Consciente disso ou não, penso que Davi, o guerreiro experiente, sabia que seus sentimentos de medo eram emoções potencialmente perigosas. Eles não eram errados, já que a ameaça que enfrentava era real; não deveriam ser reprimidos, mas expressos. No entanto, essas emoções eram poderosas e podiam sugar sua coragem — algo fatal em batalha, inclusive nas batalhas espirituais.
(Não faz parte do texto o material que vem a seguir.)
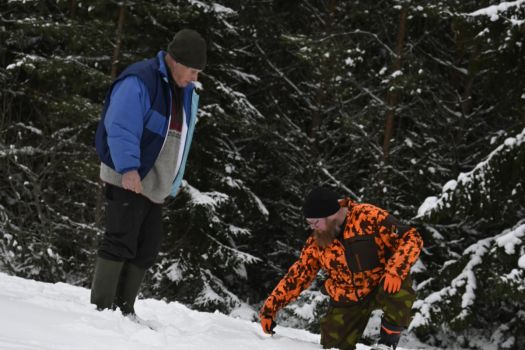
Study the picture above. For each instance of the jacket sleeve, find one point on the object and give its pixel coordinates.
(299, 277)
(404, 242)
(124, 122)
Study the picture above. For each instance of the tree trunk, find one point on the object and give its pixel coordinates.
(114, 65)
(320, 98)
(392, 95)
(72, 8)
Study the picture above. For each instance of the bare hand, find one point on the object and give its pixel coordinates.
(131, 181)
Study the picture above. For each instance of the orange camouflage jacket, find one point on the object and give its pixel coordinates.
(373, 243)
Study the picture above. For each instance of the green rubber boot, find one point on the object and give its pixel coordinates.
(105, 282)
(128, 288)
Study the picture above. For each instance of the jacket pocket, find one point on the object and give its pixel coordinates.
(361, 253)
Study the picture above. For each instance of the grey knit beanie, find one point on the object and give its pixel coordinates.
(189, 48)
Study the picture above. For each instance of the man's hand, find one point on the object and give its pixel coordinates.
(268, 325)
(392, 283)
(131, 181)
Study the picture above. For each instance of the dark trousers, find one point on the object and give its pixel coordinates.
(342, 326)
(133, 228)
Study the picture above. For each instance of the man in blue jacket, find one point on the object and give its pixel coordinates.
(143, 140)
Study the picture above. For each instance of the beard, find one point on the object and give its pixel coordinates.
(323, 238)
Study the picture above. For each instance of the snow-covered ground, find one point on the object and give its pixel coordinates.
(44, 316)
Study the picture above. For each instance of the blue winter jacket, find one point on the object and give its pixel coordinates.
(136, 117)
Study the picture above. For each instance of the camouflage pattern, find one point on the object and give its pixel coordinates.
(342, 326)
(373, 243)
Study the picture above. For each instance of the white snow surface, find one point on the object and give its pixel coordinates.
(43, 316)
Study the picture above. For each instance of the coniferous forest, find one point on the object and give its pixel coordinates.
(414, 106)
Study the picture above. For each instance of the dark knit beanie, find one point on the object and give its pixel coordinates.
(189, 48)
(320, 203)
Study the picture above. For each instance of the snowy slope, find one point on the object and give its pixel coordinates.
(43, 316)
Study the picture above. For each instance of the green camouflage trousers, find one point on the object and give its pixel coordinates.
(342, 326)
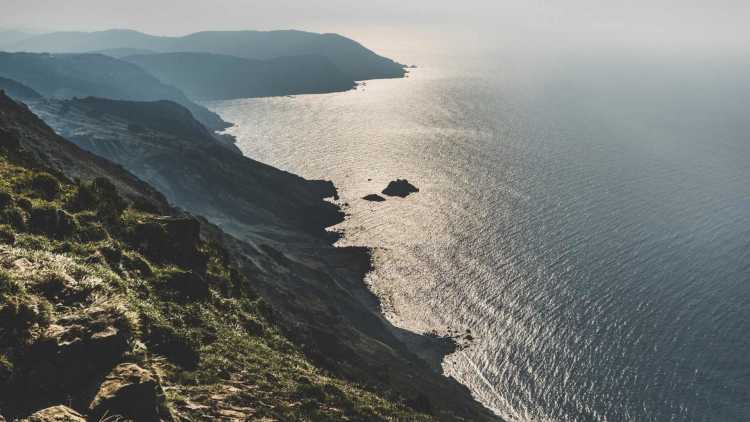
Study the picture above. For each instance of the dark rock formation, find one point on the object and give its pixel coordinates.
(18, 90)
(373, 197)
(400, 187)
(313, 292)
(82, 75)
(131, 392)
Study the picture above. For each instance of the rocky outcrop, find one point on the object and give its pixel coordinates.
(401, 188)
(130, 392)
(373, 197)
(287, 289)
(58, 413)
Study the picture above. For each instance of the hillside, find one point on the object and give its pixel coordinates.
(205, 76)
(274, 223)
(18, 90)
(81, 75)
(110, 308)
(353, 59)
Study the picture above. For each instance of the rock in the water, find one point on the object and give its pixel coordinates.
(131, 392)
(400, 187)
(374, 198)
(56, 414)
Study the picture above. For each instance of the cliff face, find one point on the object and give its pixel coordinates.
(206, 76)
(80, 75)
(115, 305)
(272, 225)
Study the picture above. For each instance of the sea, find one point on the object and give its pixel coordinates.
(585, 214)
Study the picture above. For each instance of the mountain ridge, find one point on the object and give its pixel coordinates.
(358, 62)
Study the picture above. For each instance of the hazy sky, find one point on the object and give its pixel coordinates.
(649, 22)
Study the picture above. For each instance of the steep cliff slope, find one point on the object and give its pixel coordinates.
(276, 225)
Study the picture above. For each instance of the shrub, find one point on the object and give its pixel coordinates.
(14, 217)
(177, 346)
(110, 205)
(46, 186)
(101, 196)
(7, 235)
(52, 222)
(24, 204)
(6, 200)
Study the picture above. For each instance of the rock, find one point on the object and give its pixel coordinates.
(131, 392)
(173, 240)
(188, 284)
(6, 200)
(52, 221)
(400, 187)
(56, 414)
(9, 140)
(373, 197)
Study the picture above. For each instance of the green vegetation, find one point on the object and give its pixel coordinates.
(88, 281)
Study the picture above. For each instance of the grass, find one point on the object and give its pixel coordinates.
(70, 250)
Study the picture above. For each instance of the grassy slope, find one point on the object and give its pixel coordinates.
(211, 340)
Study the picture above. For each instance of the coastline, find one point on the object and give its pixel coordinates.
(273, 224)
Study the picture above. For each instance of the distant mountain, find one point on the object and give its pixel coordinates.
(356, 61)
(83, 75)
(163, 144)
(8, 38)
(119, 53)
(18, 90)
(84, 42)
(207, 76)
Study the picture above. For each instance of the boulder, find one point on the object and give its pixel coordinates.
(53, 222)
(56, 414)
(400, 187)
(373, 197)
(131, 392)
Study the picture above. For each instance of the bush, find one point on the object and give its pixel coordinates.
(101, 196)
(6, 200)
(14, 217)
(46, 186)
(110, 205)
(52, 222)
(7, 235)
(179, 347)
(24, 204)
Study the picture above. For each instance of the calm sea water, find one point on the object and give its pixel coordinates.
(587, 217)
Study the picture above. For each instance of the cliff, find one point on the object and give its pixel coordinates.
(81, 75)
(257, 316)
(353, 59)
(120, 306)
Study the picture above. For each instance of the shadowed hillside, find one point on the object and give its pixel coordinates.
(81, 75)
(115, 305)
(219, 77)
(276, 223)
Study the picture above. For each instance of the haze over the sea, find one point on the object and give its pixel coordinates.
(583, 209)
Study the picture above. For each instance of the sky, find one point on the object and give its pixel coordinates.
(646, 23)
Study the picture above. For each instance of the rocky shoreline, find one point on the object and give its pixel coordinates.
(272, 226)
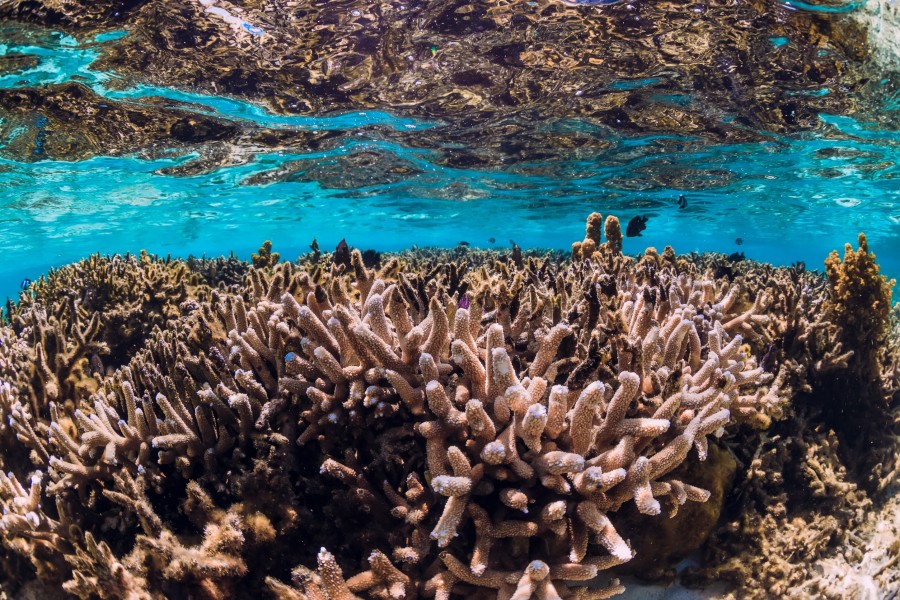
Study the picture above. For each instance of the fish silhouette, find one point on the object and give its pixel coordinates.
(341, 254)
(636, 226)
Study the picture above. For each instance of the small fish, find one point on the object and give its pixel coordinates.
(636, 226)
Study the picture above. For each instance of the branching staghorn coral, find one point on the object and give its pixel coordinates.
(455, 433)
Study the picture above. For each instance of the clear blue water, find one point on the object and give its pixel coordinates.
(788, 198)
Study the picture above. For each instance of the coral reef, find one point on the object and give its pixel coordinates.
(450, 429)
(264, 257)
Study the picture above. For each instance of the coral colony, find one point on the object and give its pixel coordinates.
(489, 427)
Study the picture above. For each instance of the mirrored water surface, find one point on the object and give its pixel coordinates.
(386, 181)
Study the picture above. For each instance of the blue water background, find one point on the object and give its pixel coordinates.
(784, 198)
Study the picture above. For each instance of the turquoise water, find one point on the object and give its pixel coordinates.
(788, 198)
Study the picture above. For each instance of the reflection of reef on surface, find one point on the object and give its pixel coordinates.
(722, 71)
(462, 424)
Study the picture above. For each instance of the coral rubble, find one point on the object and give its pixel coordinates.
(448, 429)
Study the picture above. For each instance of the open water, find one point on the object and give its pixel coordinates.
(782, 199)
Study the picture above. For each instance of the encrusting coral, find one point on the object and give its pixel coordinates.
(339, 432)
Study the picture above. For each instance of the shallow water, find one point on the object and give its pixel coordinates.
(786, 197)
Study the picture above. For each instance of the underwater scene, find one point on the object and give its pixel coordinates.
(492, 299)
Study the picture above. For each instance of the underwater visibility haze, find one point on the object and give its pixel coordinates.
(539, 276)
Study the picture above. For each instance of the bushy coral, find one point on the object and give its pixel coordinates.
(861, 303)
(327, 432)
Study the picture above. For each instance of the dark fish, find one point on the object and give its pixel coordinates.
(636, 226)
(341, 254)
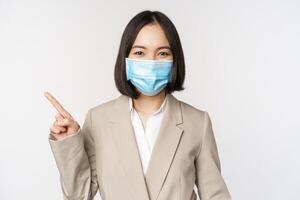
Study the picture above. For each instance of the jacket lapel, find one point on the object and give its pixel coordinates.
(146, 187)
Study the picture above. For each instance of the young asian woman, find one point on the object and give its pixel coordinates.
(145, 144)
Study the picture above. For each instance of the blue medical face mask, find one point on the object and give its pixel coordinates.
(149, 76)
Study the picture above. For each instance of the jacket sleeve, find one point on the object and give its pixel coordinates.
(75, 159)
(209, 181)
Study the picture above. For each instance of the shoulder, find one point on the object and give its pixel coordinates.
(102, 110)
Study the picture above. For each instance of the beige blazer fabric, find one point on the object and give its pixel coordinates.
(104, 155)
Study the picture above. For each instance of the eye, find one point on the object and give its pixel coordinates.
(138, 53)
(163, 53)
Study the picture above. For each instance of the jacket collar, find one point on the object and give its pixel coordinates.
(146, 187)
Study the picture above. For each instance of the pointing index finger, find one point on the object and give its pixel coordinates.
(58, 106)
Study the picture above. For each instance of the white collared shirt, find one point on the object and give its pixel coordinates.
(146, 139)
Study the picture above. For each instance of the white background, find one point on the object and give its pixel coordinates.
(242, 66)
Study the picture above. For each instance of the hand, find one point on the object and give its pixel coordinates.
(64, 124)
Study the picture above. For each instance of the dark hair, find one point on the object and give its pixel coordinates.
(129, 35)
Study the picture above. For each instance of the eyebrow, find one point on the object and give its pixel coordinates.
(143, 47)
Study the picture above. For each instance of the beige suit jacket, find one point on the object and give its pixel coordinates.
(104, 155)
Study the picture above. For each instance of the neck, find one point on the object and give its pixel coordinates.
(149, 104)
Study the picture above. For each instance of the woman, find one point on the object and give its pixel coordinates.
(144, 144)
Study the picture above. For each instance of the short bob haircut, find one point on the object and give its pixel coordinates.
(129, 35)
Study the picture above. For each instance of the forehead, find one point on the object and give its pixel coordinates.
(151, 35)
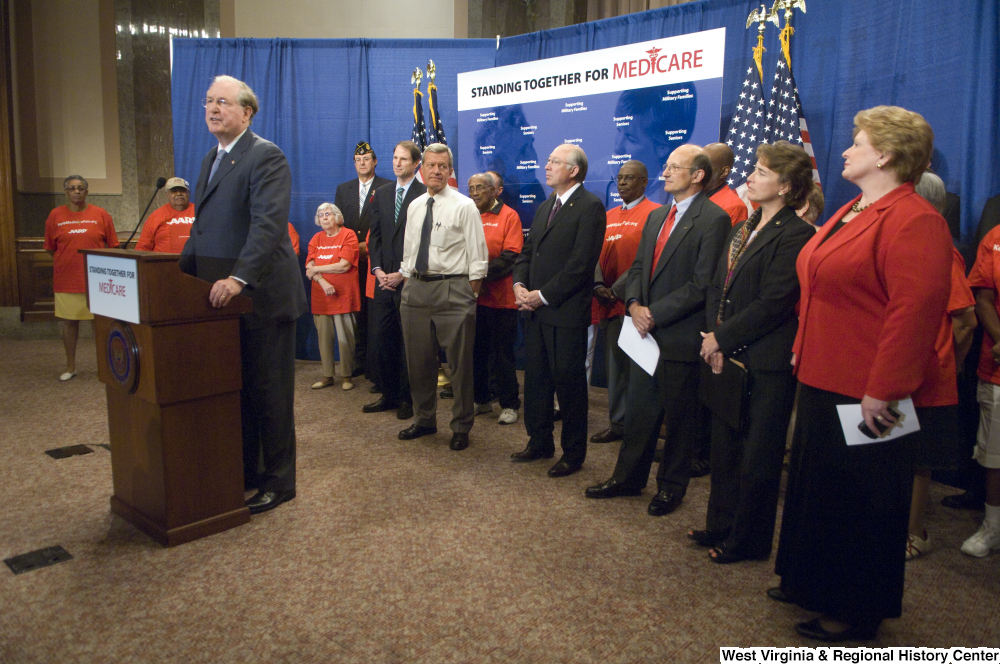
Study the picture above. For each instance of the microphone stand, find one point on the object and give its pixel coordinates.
(159, 185)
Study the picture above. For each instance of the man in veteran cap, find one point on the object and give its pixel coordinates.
(354, 199)
(169, 227)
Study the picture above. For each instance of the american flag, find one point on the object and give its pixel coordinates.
(746, 131)
(785, 121)
(437, 128)
(419, 130)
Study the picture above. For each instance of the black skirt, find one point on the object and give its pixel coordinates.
(843, 532)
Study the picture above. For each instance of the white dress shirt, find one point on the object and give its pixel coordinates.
(458, 244)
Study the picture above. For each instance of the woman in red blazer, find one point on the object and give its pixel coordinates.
(874, 288)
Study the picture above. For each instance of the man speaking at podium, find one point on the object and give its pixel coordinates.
(239, 241)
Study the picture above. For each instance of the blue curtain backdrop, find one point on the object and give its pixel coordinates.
(320, 97)
(847, 55)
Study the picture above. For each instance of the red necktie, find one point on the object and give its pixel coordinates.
(661, 241)
(552, 214)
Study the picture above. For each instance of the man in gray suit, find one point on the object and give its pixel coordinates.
(667, 284)
(239, 241)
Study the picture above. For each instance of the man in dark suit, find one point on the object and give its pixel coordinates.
(388, 223)
(354, 199)
(554, 282)
(239, 241)
(667, 284)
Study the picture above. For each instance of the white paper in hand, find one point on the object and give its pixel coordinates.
(644, 352)
(850, 416)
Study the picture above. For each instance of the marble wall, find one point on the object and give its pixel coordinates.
(143, 29)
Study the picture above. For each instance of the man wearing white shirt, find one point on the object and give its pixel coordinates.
(444, 262)
(553, 285)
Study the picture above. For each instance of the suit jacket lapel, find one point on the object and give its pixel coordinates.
(682, 227)
(770, 232)
(229, 162)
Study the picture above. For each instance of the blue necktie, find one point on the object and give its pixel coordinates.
(215, 164)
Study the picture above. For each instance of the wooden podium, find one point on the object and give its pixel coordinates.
(171, 364)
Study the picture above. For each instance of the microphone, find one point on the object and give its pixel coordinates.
(160, 183)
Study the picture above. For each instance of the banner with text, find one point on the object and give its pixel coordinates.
(639, 101)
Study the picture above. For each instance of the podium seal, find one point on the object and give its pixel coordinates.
(123, 356)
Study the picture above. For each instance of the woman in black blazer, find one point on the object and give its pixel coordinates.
(751, 319)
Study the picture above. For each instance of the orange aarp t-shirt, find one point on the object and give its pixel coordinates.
(327, 250)
(66, 232)
(503, 233)
(166, 230)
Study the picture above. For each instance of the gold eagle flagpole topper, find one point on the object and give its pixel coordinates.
(761, 16)
(788, 30)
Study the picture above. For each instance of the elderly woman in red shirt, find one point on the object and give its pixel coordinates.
(332, 266)
(875, 285)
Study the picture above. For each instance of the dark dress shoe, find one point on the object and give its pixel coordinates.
(564, 468)
(722, 554)
(606, 436)
(528, 454)
(405, 411)
(610, 489)
(700, 468)
(664, 503)
(379, 406)
(970, 500)
(707, 537)
(264, 501)
(779, 595)
(416, 431)
(815, 630)
(459, 441)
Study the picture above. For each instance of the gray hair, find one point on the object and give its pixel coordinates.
(931, 187)
(246, 96)
(69, 179)
(578, 158)
(332, 208)
(440, 148)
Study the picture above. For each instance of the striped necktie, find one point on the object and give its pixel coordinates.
(399, 202)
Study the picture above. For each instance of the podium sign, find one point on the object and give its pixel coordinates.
(113, 287)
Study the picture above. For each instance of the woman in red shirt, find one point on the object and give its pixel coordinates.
(69, 228)
(332, 265)
(875, 283)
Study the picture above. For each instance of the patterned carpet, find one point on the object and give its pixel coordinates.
(398, 552)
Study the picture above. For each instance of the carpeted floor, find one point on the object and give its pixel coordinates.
(398, 552)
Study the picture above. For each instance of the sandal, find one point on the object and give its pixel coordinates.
(917, 546)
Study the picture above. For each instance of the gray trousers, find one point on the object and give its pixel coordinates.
(440, 314)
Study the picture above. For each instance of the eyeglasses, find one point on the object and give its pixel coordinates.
(220, 102)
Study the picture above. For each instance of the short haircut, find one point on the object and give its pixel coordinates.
(440, 148)
(793, 166)
(643, 171)
(332, 208)
(701, 162)
(817, 203)
(69, 179)
(578, 158)
(412, 148)
(490, 180)
(903, 134)
(931, 187)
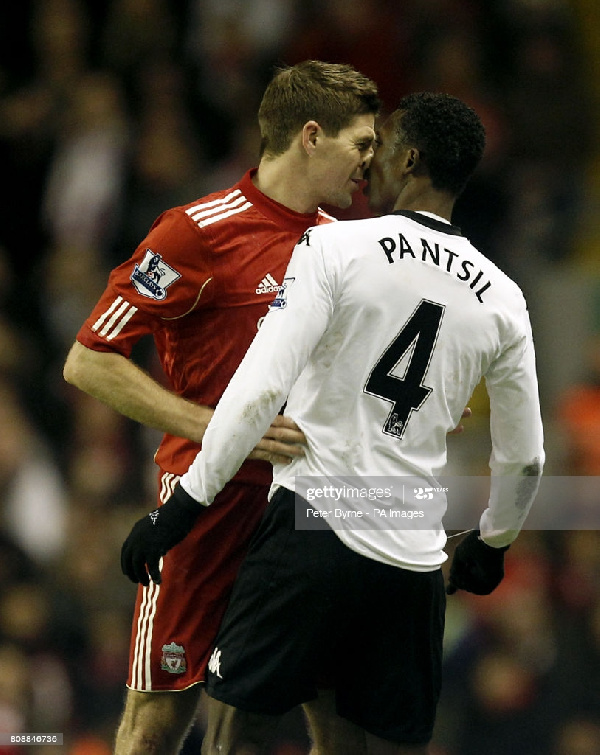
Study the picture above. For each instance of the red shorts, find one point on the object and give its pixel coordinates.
(175, 623)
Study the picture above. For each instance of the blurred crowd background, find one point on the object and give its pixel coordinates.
(112, 111)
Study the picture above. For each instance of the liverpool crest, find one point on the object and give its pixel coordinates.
(173, 659)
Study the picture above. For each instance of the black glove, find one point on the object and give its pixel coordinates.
(476, 566)
(155, 534)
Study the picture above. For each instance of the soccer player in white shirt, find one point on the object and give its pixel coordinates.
(377, 340)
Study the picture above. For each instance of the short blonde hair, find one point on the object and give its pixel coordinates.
(332, 94)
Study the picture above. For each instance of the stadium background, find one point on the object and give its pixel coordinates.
(113, 110)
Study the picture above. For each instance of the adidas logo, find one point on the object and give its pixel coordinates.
(268, 285)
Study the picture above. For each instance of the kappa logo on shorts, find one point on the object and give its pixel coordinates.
(173, 659)
(153, 276)
(214, 664)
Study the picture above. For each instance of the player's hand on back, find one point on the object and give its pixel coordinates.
(283, 442)
(155, 534)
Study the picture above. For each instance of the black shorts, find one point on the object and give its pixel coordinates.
(307, 612)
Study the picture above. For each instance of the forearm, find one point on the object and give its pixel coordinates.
(118, 382)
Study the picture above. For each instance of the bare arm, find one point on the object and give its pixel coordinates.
(120, 383)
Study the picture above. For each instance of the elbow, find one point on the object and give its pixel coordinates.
(73, 369)
(70, 371)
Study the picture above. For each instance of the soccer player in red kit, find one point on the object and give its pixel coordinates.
(200, 283)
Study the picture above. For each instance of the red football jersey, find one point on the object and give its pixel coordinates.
(200, 282)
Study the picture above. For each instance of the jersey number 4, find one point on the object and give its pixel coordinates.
(414, 343)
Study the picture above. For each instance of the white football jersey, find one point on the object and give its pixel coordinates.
(379, 335)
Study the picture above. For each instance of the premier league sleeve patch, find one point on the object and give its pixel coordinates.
(153, 276)
(280, 301)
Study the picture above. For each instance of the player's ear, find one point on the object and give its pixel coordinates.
(311, 131)
(412, 158)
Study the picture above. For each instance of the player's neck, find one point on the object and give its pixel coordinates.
(422, 198)
(279, 181)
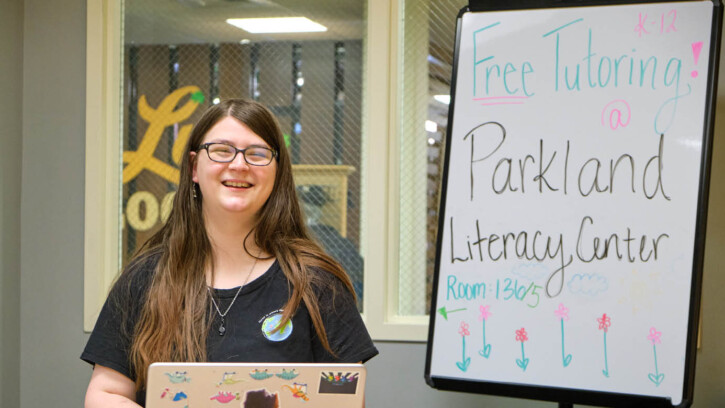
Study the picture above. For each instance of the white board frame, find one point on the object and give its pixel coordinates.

Assim, Davi encorajou a sua alma ao se lembrar e ao reafirmar aquilo em que cria a respeito de Deus e, então, elevou suas emoções às suas convicções — ou colocou suas emoções sob o governo de suas convicções.
Ao orarmos em nossas situações desesperadoras, confessamos regularmente aquilo em que cremos a respeito de Deus antes de passar a falar sobre como tudo isso nos faz sentir? Estamos encorajando a nossa alma na fé e colocando nossas emoções sob o governo daquilo que sabemos ser verdadeiro a respeito de Deus?
Desperte a Coragem, Lance as Ansiedades
Davi nos mostra como enxergar e orar a respeito daquilo que consideramos difícil, confuso, assustador e perturbador. Davi levou a Deus as angústias multiplicadas do seu coração, pediu a ele o que precisava, despertou sua coragem ao confessar sua fé e, então, lançou as suas preocupações (ansiedades) sobre o Deus que cuidava dele (1 Pedro 5:7).
Davi não repete esse padrão em todos os seus salmos. Portanto, não o transformaremos em uma fórmula de oração. No entanto, muitas vezes é necessário despertar a nossa fé antes de lançarmos nossas preocupações sobre Deus, para que realmente consigamos lançá-las e não continuemos fixados nelas.
Davi é um bom mentor para nós. Ele tinha experiência em combater o medo e a incredulidade diante de situações e questões avassaladoras. E, assim como Deus fez com Davi, ele instruirá pecadores como nós no caminho que devemos escolher, à medida que o tememos e confiamos nele. E, ao fazermos isso, nós também descobriremos que “todos os caminhos do Senhor são amor e fidelidade.”